Ecouter le Pr Didier Sicard, auteur du rapport. « Au fond ce qu’on le veut, c’est pouvoir dire à la fin de sa vie, je veux que ça cesse. Et cela doit être mis dans la loi comme une possibilité. »
 

La commission Sicard dénonce une inégalité des Français face à la prise en charge de la fin de vie, notamment dans l'accès aux soins palliatifs. Elle reproche aux médecins de  privilégier la performance technique, et surtout de ne pas entendre que les malades puissent vouloir cesser de vivre. « Actuellement, c’est le médecin qui décide. C’est un pile ou face, je prie pour que ce soit un médecin qui m’écoute », lit-on dans le rapport suite aux débats menés à Grenoble.
La commission pointe aussi du doigt les hôpitaux. Considérant la mort comme un échec, les établissements l'ont abandonnée aux soins palliatifs. Une séparation qui empêche la diffusion de la culture de la prise en charge de la douleur. En cause, aussi, les soins palliatifs eux-mêmes qui ne pourront « jamais résoudre la totalité des situations, même si ces structures devaient être en nombre plus important ». « Nous faisons le même constat que les patients et effectivement il y a dans nos établissements de l’acharnement thérapeutique, de l’obstination déraisonnable, et une méconnaissance de la loi Léonetti », reconnaît le Dr Vincent Morel, le président de la Société française d’accompagnement et de soins palliatifs (SFAP).

Ecouter le Dr Vincent Morel, président de la SFAP. « Certains étudiants n’ont que 10 heures en 10 ans de formation en soins palliatifs... C’est largement insuffisant pour rendre les médecins compétents à accompagner les personnes en fin de vie et assurer à ces patients qu’ils ne souffriront pas. »
 

Pour répondre au malaise de la société face à la mort, à la fin de vie, la commission souhaite un effort important de pédagogie et d’information sur la loi Léonetti, une formation approfondie de tous les professionnels de santé aux soins palliatifs.
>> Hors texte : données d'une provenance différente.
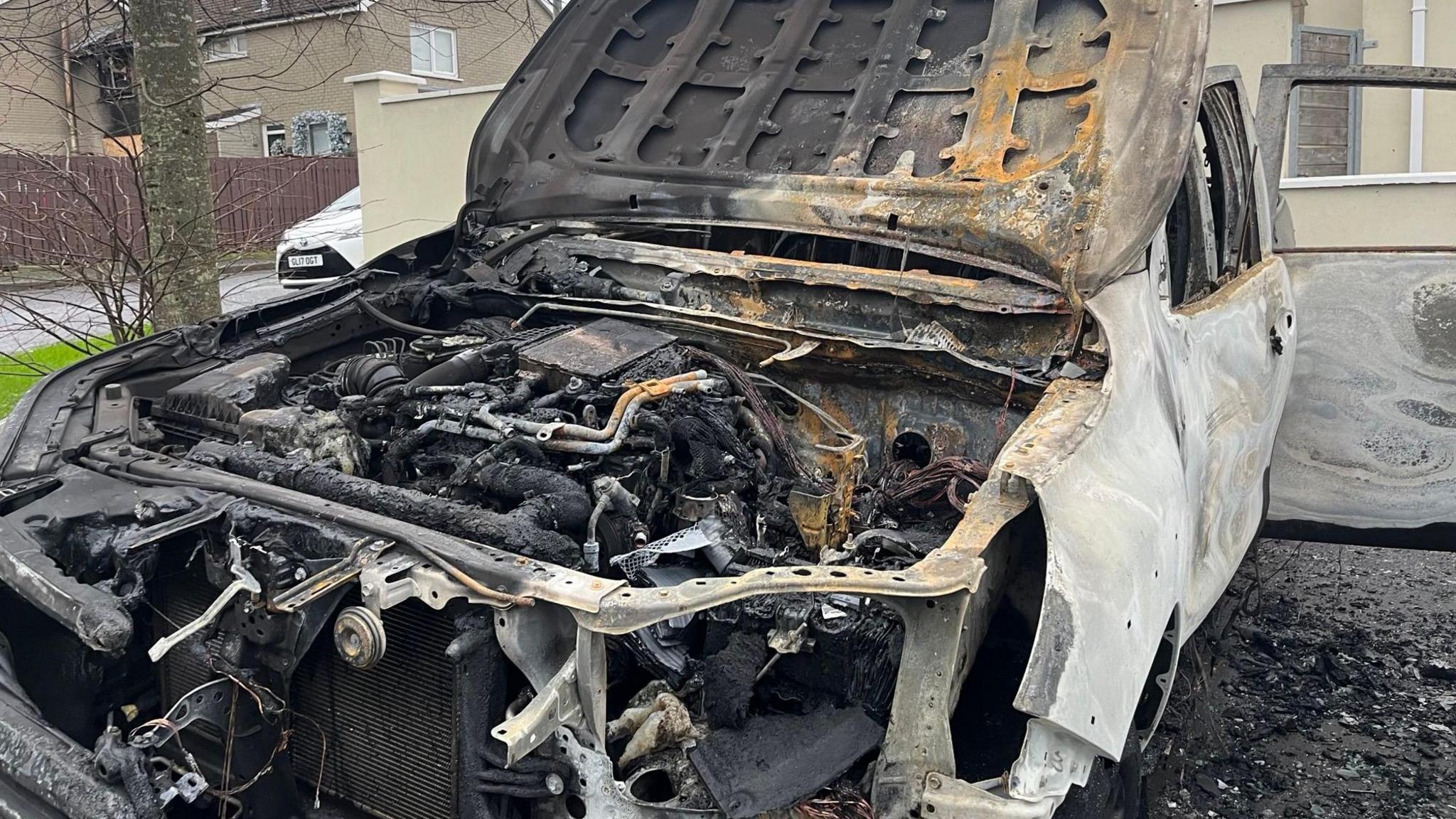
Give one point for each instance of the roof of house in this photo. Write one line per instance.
(216, 15)
(213, 16)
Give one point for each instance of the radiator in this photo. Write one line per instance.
(390, 729)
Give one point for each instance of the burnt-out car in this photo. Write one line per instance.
(833, 408)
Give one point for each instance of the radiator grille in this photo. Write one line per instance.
(392, 729)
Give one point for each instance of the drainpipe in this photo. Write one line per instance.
(69, 86)
(1417, 95)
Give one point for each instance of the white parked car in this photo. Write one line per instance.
(323, 247)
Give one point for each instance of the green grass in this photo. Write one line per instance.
(21, 370)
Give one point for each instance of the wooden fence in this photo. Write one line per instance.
(57, 210)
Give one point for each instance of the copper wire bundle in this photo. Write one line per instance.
(836, 802)
(938, 481)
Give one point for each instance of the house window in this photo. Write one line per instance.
(276, 140)
(114, 75)
(432, 50)
(225, 47)
(318, 139)
(1325, 124)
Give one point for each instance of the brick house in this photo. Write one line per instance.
(273, 69)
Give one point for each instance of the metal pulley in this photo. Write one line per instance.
(358, 636)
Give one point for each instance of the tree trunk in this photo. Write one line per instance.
(183, 272)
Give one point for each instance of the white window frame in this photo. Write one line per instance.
(237, 47)
(429, 33)
(276, 129)
(328, 140)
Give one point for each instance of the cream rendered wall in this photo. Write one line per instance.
(1360, 216)
(412, 151)
(1440, 105)
(1251, 34)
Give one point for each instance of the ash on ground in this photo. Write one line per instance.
(1328, 688)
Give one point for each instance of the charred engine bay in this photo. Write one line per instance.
(648, 414)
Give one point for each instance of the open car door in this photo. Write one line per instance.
(1366, 449)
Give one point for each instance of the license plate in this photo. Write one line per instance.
(312, 259)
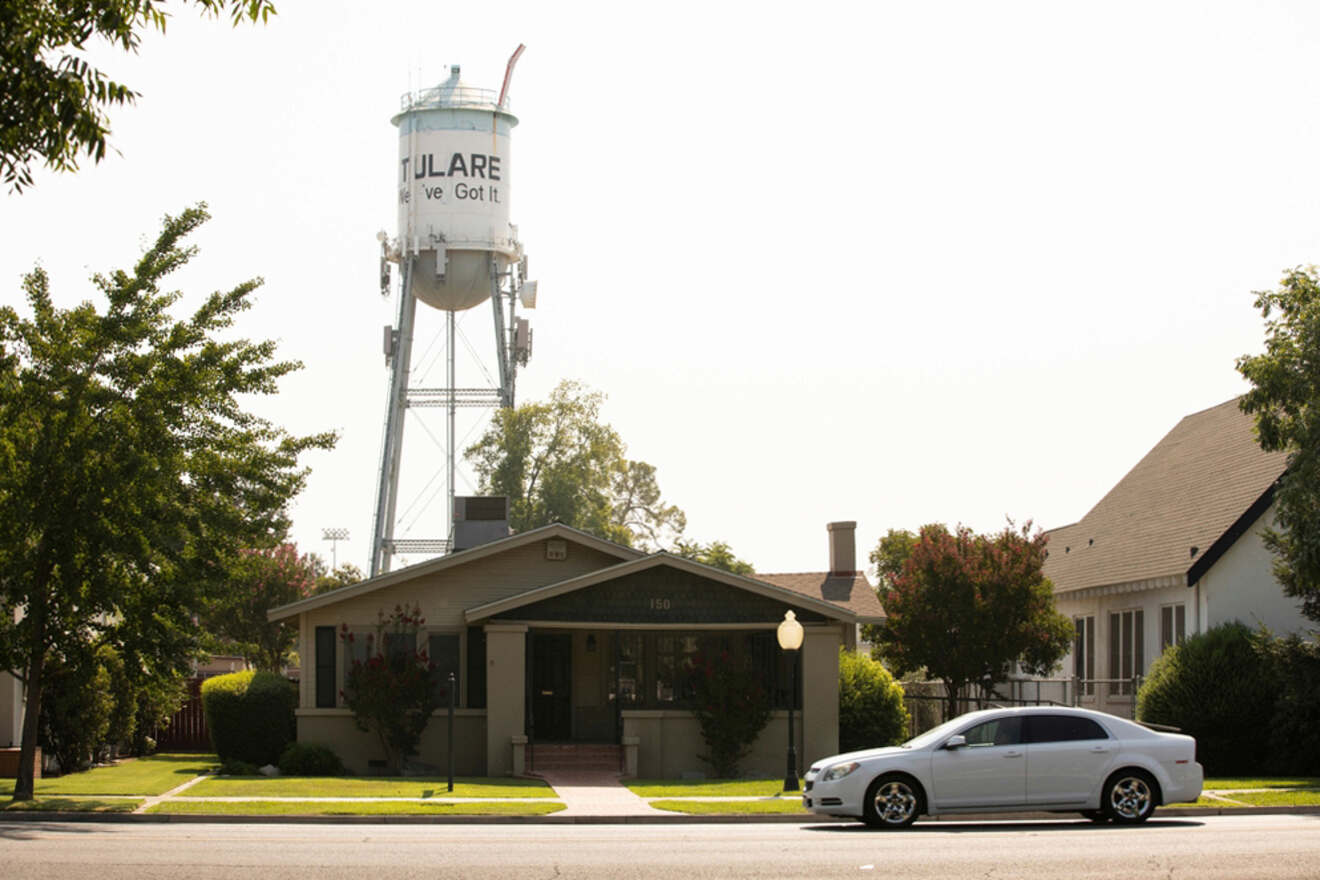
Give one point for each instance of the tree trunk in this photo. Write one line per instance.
(24, 784)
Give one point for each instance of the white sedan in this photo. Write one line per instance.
(1002, 760)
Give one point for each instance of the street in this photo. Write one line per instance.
(1249, 846)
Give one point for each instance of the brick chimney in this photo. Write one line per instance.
(842, 548)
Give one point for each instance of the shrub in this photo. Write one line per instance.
(870, 703)
(309, 759)
(250, 715)
(1217, 688)
(235, 767)
(731, 707)
(75, 709)
(392, 693)
(1295, 724)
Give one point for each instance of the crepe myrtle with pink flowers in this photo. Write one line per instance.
(391, 685)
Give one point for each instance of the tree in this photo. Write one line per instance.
(1286, 401)
(557, 462)
(716, 554)
(130, 469)
(968, 606)
(394, 690)
(52, 100)
(256, 582)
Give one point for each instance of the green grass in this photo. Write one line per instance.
(731, 808)
(152, 775)
(71, 805)
(706, 788)
(1262, 783)
(354, 808)
(347, 786)
(1286, 797)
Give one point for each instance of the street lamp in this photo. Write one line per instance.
(791, 639)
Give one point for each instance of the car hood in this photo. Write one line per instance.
(866, 754)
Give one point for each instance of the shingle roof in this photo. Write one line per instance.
(849, 591)
(1187, 492)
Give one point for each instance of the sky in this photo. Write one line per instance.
(892, 263)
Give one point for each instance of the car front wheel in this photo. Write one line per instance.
(891, 802)
(1129, 797)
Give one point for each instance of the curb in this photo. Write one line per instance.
(676, 818)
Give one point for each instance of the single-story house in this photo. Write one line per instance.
(1172, 549)
(556, 636)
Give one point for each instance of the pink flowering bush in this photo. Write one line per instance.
(392, 693)
(731, 706)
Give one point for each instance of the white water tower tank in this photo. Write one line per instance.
(454, 177)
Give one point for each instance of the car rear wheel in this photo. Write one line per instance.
(1129, 797)
(891, 802)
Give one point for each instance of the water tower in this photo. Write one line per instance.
(456, 250)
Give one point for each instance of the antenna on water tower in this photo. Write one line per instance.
(456, 250)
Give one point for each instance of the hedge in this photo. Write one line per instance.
(250, 715)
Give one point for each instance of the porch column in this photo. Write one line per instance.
(820, 693)
(506, 694)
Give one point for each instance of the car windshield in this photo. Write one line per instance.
(935, 734)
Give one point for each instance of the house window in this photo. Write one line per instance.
(1084, 655)
(1172, 626)
(1126, 649)
(326, 636)
(475, 668)
(442, 652)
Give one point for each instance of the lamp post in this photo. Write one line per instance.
(791, 639)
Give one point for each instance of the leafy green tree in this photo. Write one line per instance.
(77, 711)
(52, 100)
(130, 470)
(889, 557)
(731, 709)
(968, 606)
(1286, 401)
(716, 554)
(557, 462)
(394, 690)
(256, 582)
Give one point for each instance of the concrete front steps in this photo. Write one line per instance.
(573, 759)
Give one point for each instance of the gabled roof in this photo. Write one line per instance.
(852, 591)
(758, 585)
(441, 564)
(1176, 511)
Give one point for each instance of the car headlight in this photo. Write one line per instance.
(838, 771)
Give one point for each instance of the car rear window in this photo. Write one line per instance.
(1061, 728)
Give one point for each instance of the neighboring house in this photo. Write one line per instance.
(11, 710)
(557, 636)
(1174, 549)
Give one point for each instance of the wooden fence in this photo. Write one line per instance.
(186, 730)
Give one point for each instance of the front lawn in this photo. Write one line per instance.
(354, 808)
(705, 788)
(71, 805)
(731, 808)
(1261, 783)
(151, 775)
(366, 786)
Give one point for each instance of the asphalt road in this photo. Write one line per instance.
(1254, 846)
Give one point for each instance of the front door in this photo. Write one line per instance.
(552, 706)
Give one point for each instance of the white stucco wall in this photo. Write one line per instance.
(1241, 586)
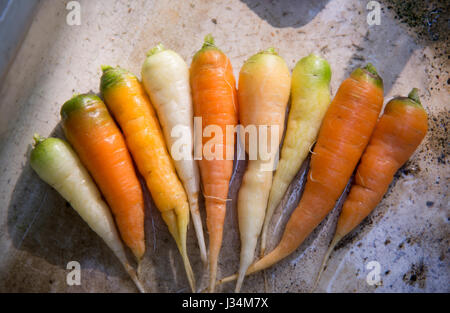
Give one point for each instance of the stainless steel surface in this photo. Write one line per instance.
(408, 233)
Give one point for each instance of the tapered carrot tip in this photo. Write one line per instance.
(134, 277)
(333, 244)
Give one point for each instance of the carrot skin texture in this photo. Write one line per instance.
(263, 94)
(101, 147)
(131, 107)
(214, 97)
(57, 164)
(397, 135)
(310, 98)
(343, 136)
(165, 76)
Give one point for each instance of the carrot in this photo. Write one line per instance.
(57, 164)
(100, 145)
(165, 77)
(214, 95)
(310, 98)
(397, 135)
(263, 94)
(344, 134)
(126, 99)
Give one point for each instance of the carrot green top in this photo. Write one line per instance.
(78, 102)
(208, 44)
(112, 76)
(157, 49)
(369, 74)
(412, 100)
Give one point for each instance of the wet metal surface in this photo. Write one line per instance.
(408, 233)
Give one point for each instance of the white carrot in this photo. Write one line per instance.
(310, 98)
(264, 86)
(57, 164)
(165, 76)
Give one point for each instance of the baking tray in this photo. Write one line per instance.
(407, 234)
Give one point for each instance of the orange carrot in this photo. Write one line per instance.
(101, 147)
(344, 134)
(214, 97)
(397, 135)
(126, 99)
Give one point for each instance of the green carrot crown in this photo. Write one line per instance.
(112, 76)
(370, 74)
(37, 139)
(313, 66)
(414, 96)
(77, 102)
(158, 48)
(208, 44)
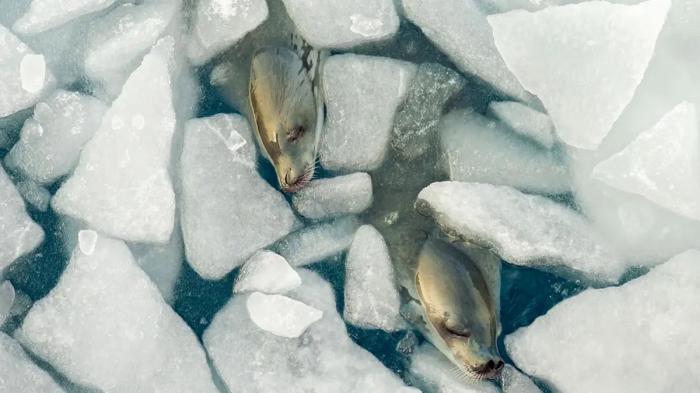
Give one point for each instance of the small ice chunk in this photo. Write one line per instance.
(19, 374)
(640, 337)
(267, 272)
(432, 372)
(228, 211)
(416, 121)
(7, 298)
(219, 24)
(661, 164)
(371, 298)
(121, 186)
(281, 315)
(20, 72)
(322, 360)
(460, 30)
(44, 15)
(584, 61)
(478, 149)
(354, 23)
(525, 121)
(19, 234)
(105, 325)
(526, 230)
(318, 242)
(338, 196)
(362, 94)
(52, 139)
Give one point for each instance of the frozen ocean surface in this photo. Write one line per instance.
(146, 245)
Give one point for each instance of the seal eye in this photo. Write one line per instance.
(295, 133)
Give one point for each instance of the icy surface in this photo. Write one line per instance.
(228, 211)
(662, 164)
(647, 326)
(526, 230)
(106, 325)
(525, 121)
(318, 242)
(20, 72)
(323, 359)
(280, 315)
(460, 30)
(478, 149)
(19, 374)
(362, 94)
(52, 139)
(371, 298)
(121, 186)
(221, 23)
(267, 272)
(47, 14)
(584, 61)
(353, 23)
(432, 372)
(20, 235)
(341, 195)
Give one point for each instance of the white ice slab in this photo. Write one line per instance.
(121, 186)
(323, 359)
(106, 325)
(640, 337)
(219, 24)
(526, 230)
(478, 149)
(584, 61)
(362, 94)
(266, 272)
(460, 30)
(20, 235)
(318, 242)
(228, 211)
(51, 141)
(328, 198)
(371, 297)
(353, 23)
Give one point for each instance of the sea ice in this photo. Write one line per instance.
(318, 242)
(371, 298)
(459, 28)
(24, 77)
(51, 141)
(19, 374)
(640, 337)
(221, 23)
(20, 235)
(526, 230)
(416, 121)
(228, 211)
(362, 94)
(338, 196)
(323, 359)
(478, 149)
(281, 315)
(584, 61)
(525, 121)
(432, 372)
(354, 23)
(106, 325)
(266, 272)
(121, 186)
(44, 15)
(662, 164)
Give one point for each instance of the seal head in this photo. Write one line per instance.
(461, 319)
(285, 114)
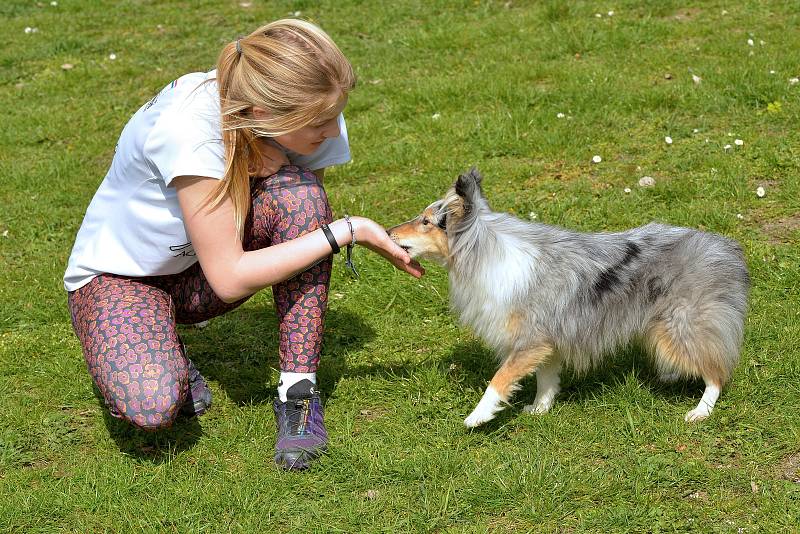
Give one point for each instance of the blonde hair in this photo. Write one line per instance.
(291, 69)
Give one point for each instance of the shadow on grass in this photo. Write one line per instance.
(238, 350)
(154, 447)
(476, 365)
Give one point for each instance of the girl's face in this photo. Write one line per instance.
(306, 140)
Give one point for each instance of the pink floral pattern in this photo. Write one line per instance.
(126, 325)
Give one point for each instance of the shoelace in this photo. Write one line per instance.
(298, 415)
Elle demande ainsi aux facultés de médecine de « repenser en profondeur l’enseignement des études médicales afin que les attitudes curatives ne confisquent pas la totalité de l’enseignement »…
Mais la commission recommande avant tout aux institutions et aux soignants de donner la plus grande importance aux paroles et aux souhaits des malades en fin de vie, « de faire en sorte qu’elles soient entendues dans leur situation d’extrême vulnérabilité. »

Pour que cette parole soit prise en compte, elle suggère au gouvernement de réaliser régulièrement des campagnes d’information auprès de la population sur l’importance des directives anticipées, ces instructions écrites que donne par avance une personne majeure consciente, pour le cas où elle serait dans l’incapacité d’exprimer sa volonté. « Un premier document pourrait être proposé par le médecin traitant à tout adulte qui le souhaite, sans aucune obligation, quel que soit son état de santé, et même s’il est en bonne santé, et régulièrement actualisé ».

La commission recommande que le ministère de la Santé formalise dès 2013 un modèle de doucment s’inspirant des exemples suisse, allemand et américain. Et en cas de maladie grave diagnostiquée, ou en cas d’intervention chirurgicale pouvant comporter un risque majeur, « un autre document de volontés concernant spécifiquement les traitements de fin de vie, devrait être proposé en sus du premier, notamment dans le cadre d’un dialogue avec l’équipe médicale et soignante. »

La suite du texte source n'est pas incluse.